Explaining its history, London Gardens Online provides the following description: “When the original churchyard became full an additional area of land was acquired in 1803 and consecrated as a new burial ground. This in turn became overcrowded by 1853 and the two churchyards and church crypt were then closed for burial, having taken almost 45,000 burials. In 1889 a Church Faculty transferred management and maintenance of the burial land to the local authority, the Greenwich District Board of Works. The churchyard extension to the west, which contained the old mortuary building, was laid out as a recreation ground and opened in 1889. The design and layout of the garden was undertaken by Fanny Wilkinson, landscape gardener of the MPGA [the Metropolitan Public Gardens Association].”

The park is accessed through a doorway in Church Passage, which runs beside the church, and although it is only two hundred years old, and has been a municipal park for over a hundred years, it is a powerful place, its old gravestones adding immeasurable atmosphere to a space that is an oasis of calm in an otherwise busy urban environment.

That distinction was less apparent just after 8 am on a Friday morning in November, when I visited, but at any time of the day or night the park — because of its intimations of mortality — is a place removed from normal life. In case anyone is wondering, I was in Greenwich so early in the day because, with the help of a friend, I was liberating my bike from where it had been locked up overnight after my key snapped in the lock.

Since I first stumbled on St. Alfege Park many years ago, I have always found it to be a particularly special, almost secret place in Greenwich, which somehow eludes the majority of tourists, and the only unpleasantness that I recall in its recent history was in September 2011, when its custodians, the Friends of St. Alfege Park, got rather carried away with their attempts to civilise an overgrown corner of the former churchyard, and ended up attracting widespread outrage, not just from the local media and bloggers, but also from the Daily Mirror, which led to a profuse apology.

What happened was that between 25 and 30 headstones were broken up by a Community Payback team working on behalf of the Friends of St. Alfege Park. The secretary, Johanna Taylor, and another remember of the group, Suzanne Miller, issued a statement, in which they explained, “The Friends of the Park greatly regret our part in this distressing occurrence. In the process of tidying a neglected area of the park, the Community Payback team were asked to remove nettles and other plants that had invaded the ground and adjoining gravestones along a short stretch of perimeter wall at the east end of the park … We believe that the intention was to move any stones that had to be disturbed to a storage area in front of the Old Mortuary building, and that when some were damaged by attempts to remove the plants it proved impossible to carry them and they were broken up. In the event, and for reasons we do not know, they were all broken up.”
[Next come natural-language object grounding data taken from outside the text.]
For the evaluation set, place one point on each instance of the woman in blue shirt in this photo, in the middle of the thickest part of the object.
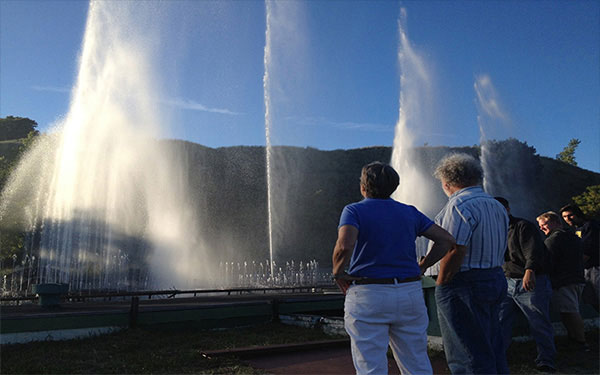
(384, 298)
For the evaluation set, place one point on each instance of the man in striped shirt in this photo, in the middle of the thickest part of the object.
(471, 284)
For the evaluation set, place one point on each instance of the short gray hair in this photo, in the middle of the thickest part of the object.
(459, 170)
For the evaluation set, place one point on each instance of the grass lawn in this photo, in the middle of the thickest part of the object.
(177, 351)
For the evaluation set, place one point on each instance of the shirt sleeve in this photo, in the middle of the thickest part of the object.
(349, 217)
(531, 245)
(458, 224)
(423, 222)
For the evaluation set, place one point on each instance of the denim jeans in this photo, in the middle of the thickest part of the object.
(469, 316)
(377, 315)
(535, 305)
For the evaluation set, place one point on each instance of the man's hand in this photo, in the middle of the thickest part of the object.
(344, 280)
(450, 264)
(529, 280)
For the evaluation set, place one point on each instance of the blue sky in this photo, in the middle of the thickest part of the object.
(336, 69)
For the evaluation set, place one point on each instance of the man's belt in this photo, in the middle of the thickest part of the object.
(391, 280)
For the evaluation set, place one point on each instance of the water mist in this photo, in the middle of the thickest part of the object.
(106, 201)
(415, 99)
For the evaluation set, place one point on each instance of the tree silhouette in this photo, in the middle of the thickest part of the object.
(567, 155)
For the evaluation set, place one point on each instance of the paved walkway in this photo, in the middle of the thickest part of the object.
(325, 357)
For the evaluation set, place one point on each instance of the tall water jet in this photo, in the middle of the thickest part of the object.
(414, 105)
(269, 147)
(510, 167)
(282, 63)
(104, 198)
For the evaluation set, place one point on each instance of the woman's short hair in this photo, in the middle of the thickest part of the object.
(459, 170)
(574, 209)
(550, 216)
(379, 180)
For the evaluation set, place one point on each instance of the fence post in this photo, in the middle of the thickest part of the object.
(133, 311)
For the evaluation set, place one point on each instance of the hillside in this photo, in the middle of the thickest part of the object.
(228, 191)
(310, 188)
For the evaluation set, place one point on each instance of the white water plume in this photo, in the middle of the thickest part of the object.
(414, 104)
(269, 148)
(107, 203)
(492, 121)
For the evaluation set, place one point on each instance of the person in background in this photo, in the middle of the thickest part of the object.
(589, 232)
(471, 284)
(566, 274)
(526, 267)
(384, 298)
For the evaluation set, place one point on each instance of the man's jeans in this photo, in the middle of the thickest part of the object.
(468, 312)
(535, 305)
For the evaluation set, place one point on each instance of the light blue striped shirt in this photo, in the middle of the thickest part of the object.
(479, 222)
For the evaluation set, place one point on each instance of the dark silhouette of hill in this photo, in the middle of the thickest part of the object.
(310, 188)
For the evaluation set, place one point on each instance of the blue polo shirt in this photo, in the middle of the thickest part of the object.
(387, 231)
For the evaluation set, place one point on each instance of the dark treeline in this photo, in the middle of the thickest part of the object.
(310, 187)
(228, 192)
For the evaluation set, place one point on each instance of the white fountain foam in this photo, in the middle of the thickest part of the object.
(108, 195)
(415, 99)
(493, 123)
(269, 148)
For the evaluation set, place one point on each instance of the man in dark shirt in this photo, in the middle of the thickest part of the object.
(526, 267)
(566, 274)
(589, 232)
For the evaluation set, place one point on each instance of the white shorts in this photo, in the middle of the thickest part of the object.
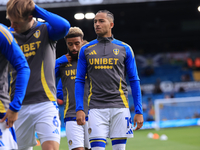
(7, 137)
(77, 135)
(42, 118)
(110, 123)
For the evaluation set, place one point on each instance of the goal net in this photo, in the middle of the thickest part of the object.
(176, 112)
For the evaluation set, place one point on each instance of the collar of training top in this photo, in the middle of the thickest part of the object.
(105, 39)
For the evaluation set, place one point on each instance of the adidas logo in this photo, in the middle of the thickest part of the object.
(56, 131)
(93, 53)
(130, 132)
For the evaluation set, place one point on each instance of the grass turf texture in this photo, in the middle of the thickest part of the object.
(184, 138)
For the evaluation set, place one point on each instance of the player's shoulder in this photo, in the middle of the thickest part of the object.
(5, 33)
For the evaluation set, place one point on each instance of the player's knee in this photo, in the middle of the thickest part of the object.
(98, 143)
(29, 148)
(119, 143)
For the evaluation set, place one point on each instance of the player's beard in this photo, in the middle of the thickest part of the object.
(74, 56)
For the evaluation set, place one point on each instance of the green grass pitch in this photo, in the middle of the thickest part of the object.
(184, 138)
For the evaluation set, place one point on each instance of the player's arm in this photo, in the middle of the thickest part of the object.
(135, 87)
(59, 61)
(57, 26)
(10, 49)
(79, 87)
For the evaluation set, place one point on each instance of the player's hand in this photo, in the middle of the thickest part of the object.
(69, 58)
(138, 118)
(11, 116)
(80, 117)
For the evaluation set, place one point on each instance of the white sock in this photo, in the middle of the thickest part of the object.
(119, 147)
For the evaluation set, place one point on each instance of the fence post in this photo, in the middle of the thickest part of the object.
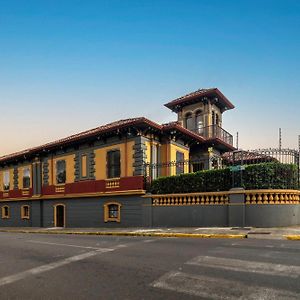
(236, 208)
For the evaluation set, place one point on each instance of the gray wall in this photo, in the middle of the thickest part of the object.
(138, 212)
(15, 215)
(188, 216)
(88, 212)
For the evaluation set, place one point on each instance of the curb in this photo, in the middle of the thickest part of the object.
(293, 237)
(145, 234)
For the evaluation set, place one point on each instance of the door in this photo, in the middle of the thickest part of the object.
(59, 215)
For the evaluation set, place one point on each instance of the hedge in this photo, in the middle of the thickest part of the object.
(271, 175)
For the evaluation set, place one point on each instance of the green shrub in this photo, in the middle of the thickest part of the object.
(271, 175)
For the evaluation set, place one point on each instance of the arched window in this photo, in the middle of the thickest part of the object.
(213, 118)
(5, 212)
(25, 212)
(26, 178)
(189, 121)
(112, 212)
(199, 122)
(217, 120)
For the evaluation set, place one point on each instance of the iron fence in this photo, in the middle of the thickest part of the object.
(236, 161)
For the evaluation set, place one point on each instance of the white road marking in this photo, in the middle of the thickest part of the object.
(246, 266)
(48, 267)
(146, 230)
(68, 245)
(217, 288)
(149, 241)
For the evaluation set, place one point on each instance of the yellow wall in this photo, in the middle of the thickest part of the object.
(20, 175)
(70, 168)
(148, 152)
(1, 181)
(126, 151)
(11, 180)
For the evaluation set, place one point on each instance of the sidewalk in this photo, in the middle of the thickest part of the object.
(292, 233)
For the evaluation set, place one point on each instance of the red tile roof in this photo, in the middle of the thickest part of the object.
(82, 135)
(118, 125)
(187, 99)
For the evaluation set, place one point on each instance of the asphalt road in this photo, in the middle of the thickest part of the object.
(35, 266)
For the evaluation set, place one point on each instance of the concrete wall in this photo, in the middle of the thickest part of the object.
(15, 215)
(189, 216)
(138, 212)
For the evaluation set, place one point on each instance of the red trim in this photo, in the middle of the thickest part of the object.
(82, 187)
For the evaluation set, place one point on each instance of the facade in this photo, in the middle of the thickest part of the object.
(96, 178)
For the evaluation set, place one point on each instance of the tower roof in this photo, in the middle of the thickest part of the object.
(212, 93)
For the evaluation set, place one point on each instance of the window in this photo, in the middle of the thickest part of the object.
(199, 122)
(112, 212)
(26, 178)
(179, 162)
(189, 121)
(60, 171)
(5, 212)
(6, 180)
(113, 164)
(213, 118)
(83, 165)
(25, 212)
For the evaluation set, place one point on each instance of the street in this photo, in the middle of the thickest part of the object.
(37, 266)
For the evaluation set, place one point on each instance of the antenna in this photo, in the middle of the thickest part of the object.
(280, 140)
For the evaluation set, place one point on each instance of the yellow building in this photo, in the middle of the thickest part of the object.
(87, 179)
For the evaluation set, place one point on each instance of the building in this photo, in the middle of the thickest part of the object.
(96, 178)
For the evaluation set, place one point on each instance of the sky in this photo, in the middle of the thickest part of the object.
(68, 66)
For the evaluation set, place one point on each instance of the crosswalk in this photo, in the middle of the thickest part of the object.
(194, 279)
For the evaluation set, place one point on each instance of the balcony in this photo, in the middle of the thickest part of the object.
(215, 132)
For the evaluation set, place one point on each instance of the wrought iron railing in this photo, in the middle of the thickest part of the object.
(215, 132)
(236, 161)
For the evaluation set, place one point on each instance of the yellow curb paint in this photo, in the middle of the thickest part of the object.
(146, 234)
(293, 237)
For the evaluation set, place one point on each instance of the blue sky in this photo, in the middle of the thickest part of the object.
(67, 66)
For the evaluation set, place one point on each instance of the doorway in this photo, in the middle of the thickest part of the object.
(59, 215)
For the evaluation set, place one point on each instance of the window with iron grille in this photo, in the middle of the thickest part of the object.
(5, 212)
(25, 211)
(6, 180)
(60, 171)
(113, 164)
(26, 178)
(179, 162)
(112, 212)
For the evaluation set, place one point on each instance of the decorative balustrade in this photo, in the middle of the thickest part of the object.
(253, 197)
(112, 183)
(272, 197)
(59, 189)
(218, 198)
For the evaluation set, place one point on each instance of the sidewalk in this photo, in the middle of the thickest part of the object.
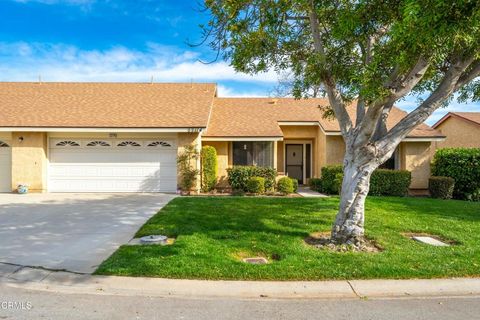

They added, “We greatly regret this, and we hope to work with the council and local community to look at appropriate ways to reuse the broken stones, for example, by creating a memorial garden.Although each of these 25 or 30 stones is a part of the history of Greenwich, well over 400 similar gravestones are similarly propped against the parks perimeter walls. We consider that they are all important and of great local interest, though many of those remaining are also illegible and crumbling and they no longer mark actual graves, having been moved from their original positions decades ago.”

I hope you enjoy the photos — the 64th set in my ongoing project to photograph the whole of London by bike. See here for the previous set of photos taken in Greenwich immediately before and after this set, and see here and here for the previous two sets of autumn photos taken around south east London (including Greenwich). There’s one more autumn set from south east London to come (out of the many sets of autumn photos I’ve taken in my neighbourhood), and then I’ll be making some older, sunnier photos available, of other parts of London, from the huge backlog of unpublished photos I’ve been building up over the last five months.

Andy Worthington is the author of The Guantánamo Files: The Stories of the 774 Detainees in America’s Illegal Prison (published by Pluto Press, distributed by Macmillan in the US, and available from Amazon — click on the following for the US and the UK) and of two other books: Stonehenge: Celebration and Subversion and The Battle of the Beanfield. To receive new articles in your inbox, please subscribe to my RSS feed — and I can also be found on Facebook, Twitter, Digg, Flickr (my photos) and YouTube. Also see my definitive Guantánamo prisoner list, updated in April 2012, “The Complete Guantánamo Files,” a 70-part, million-word series drawing on files released by WikiLeaks in April 2011, and details about the documentary film, “Outside the Law: Stories from Guantánamo” (co-directed by Polly Nash and Andy Worthington, and available on DVD here — or here for the US). Also see my definitive Guantánamo habeas list and the chronological list of all my articles, and please also consider joining the new “Close Guantánamo campaign,” and, if you appreciate my work, feel free to make a donation.

6 Responses

  1. Andy Worthington says...

    On Facebook, David J. Clarke wrote:

    Always good to start the day with reflections on mortality and the fleeting nature of existence. There must be quite a few parks in London that were formerly graveyards. I ate my lunch in one (the last time I visited) while the worms ate theirs.
    Curious about the eponymous saint? Here is a link: http://en.wikipedia.org/wiki/%C3%86lfheah_of_Canterbury

  2. Andy Worthington says...

    Thanks, David. Very good to hear from you. Ever since I discovered the story of St. Alfege, many years ago, I’ve never been able to look at the centre of Greenwich in quite the same way as before. There must, of course, have been many horrible deaths in Greenwich in the 1000 years since – of poor people starved to death, whose lives have been forgotten, no doubt – but there’s a powerful poignancy to Alfege’s story, perhaps amplified by Hawksmoor’s architecture.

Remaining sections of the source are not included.